South Carolina’s Wild Acquisition

Unspoiled island formerly owned by Ted Turner is now part of the state’s park system

Photo: Kelli Boyd

The marsh on St. Phillips Island.

The first thing you notice about St. Phillips Island is what isn’t there. There are no footprints on the beach and no sounds besides those of the animals. No roads, no stores, no music, no people other than those you came with. Thousands of shells blanket the sand because nobody has taken any away. Opalescent oyster shells, some as long as your hand, lie unbothered in thick piles.

“I look at this and think, this has to be what people saw the first time they set foot here at the turn of the eighteenth century,” says Phil Gaines, the recently retired director of the South Carolina State Park Service who now assists with special projects. A science and history buff, Gaines is responsible for making St.
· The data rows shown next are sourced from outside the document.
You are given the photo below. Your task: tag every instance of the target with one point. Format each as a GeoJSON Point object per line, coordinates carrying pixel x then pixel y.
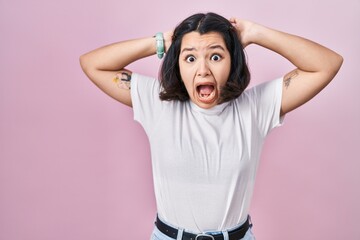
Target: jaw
{"type": "Point", "coordinates": [206, 94]}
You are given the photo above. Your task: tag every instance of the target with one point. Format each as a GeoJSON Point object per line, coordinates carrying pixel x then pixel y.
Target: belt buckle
{"type": "Point", "coordinates": [204, 236]}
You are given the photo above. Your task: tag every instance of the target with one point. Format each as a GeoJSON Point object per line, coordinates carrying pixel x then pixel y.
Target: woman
{"type": "Point", "coordinates": [205, 130]}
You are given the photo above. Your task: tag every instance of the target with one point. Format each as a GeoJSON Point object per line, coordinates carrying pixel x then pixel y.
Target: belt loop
{"type": "Point", "coordinates": [225, 234]}
{"type": "Point", "coordinates": [180, 232]}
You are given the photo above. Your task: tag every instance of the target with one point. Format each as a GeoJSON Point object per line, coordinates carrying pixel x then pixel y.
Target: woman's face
{"type": "Point", "coordinates": [204, 63]}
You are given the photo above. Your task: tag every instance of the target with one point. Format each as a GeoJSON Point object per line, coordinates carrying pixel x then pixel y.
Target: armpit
{"type": "Point", "coordinates": [123, 79]}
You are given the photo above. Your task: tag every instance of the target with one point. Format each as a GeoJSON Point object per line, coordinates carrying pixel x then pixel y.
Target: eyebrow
{"type": "Point", "coordinates": [211, 47]}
Phillips, a 4,682-acre barrier island just northeast of Hilton Head that was once Ted Turner’s private refuge, into South Carolina’s newest—and most ecologically significant—addition to the state park system.

“This is a once-in-a-generation opportunity for this state,” Gaines says about the acquisition. “The challenge is how to share the island without changing it, without losing what makes it so special.” It’s a riddle that Gaines and his team were eager to tackle in December 2017 when Turner, the billionaire conservationist, sold St. Phillips to the state after using it for nearly forty years as a beach retreat for his family.

Photo: Kelli Boyd

The Turner family cottage.

Turner bought St. Phillips in 1979, both to capture a piece of the Lowcountry he loved and to save it from development. “When I was a young boy living in Savannah, the Atlantic coastline was still largely wild and untouched,” Turner says. “So, when I purchased St. Phillips Island, I voluntarily attached a conservation easement to the deed so that the land could never be turned into a cookie-cutter golf course resort.”

Turner carved out a handful of trails for exploring the island, built a beach cottage and a caretaker’s house overlooking the ocean, and began an effort to essentially turn back time for the island’s animal population. After eradicating aggressive feral hogs, he restored the habitats of imperiled fox squirrels, Eastern indigo snakes, and loggerhead turtles that had disappeared as development encroached nearby.

As time passed, however, Turner and his family visited less frequently and eventually decided it was time to sell St. Phillips, but only “to someone who would appreciate it as much as we did,” Turner says. That someone turned out to be the state of South Carolina, which acquired the property at a fraction of its appraised value to add to Hunting Island State Park.

Photo: Kelli Boyd

Pristine beach.

Gaines and his team worked methodically to create a plan for people to enjoy the island without degrading its raw and rugged character. The first phase of that plan began this fall, with limited tours traveling by boat down the Story River to the dock on St. Phillips. From there, a rambling tram ride crosses through a dense maritime forest and a rare ancient dune system. Alligators watch from sloughs while beefy black fox squirrels dart across longleaf pines. Old-growth magnolias, some seventy feet tall, twist up past Spanish moss–draped oaks, and bald eagles and ospreys fly overhead. The four-mile jaunt ends with an interpretive hike with a ranger, and then lunch in the Turner house and a walk out to the beach, where flocks of Wilson’s plovers dart across the sand, and fat sheepshead and speckled trout swim just past the waves.

Photo: Kelli Boyd

An osprey takes flight.

After a break for winter, the public tours will resume in the spring, with overnight stays in the Turner house envisioned in the year after that. “We want to spark curiosity with these treasures,” Gaines says. “Ideally, people will go home and want to know more. And if you know more, you’ll care more about what we’ve all been entrusted with.”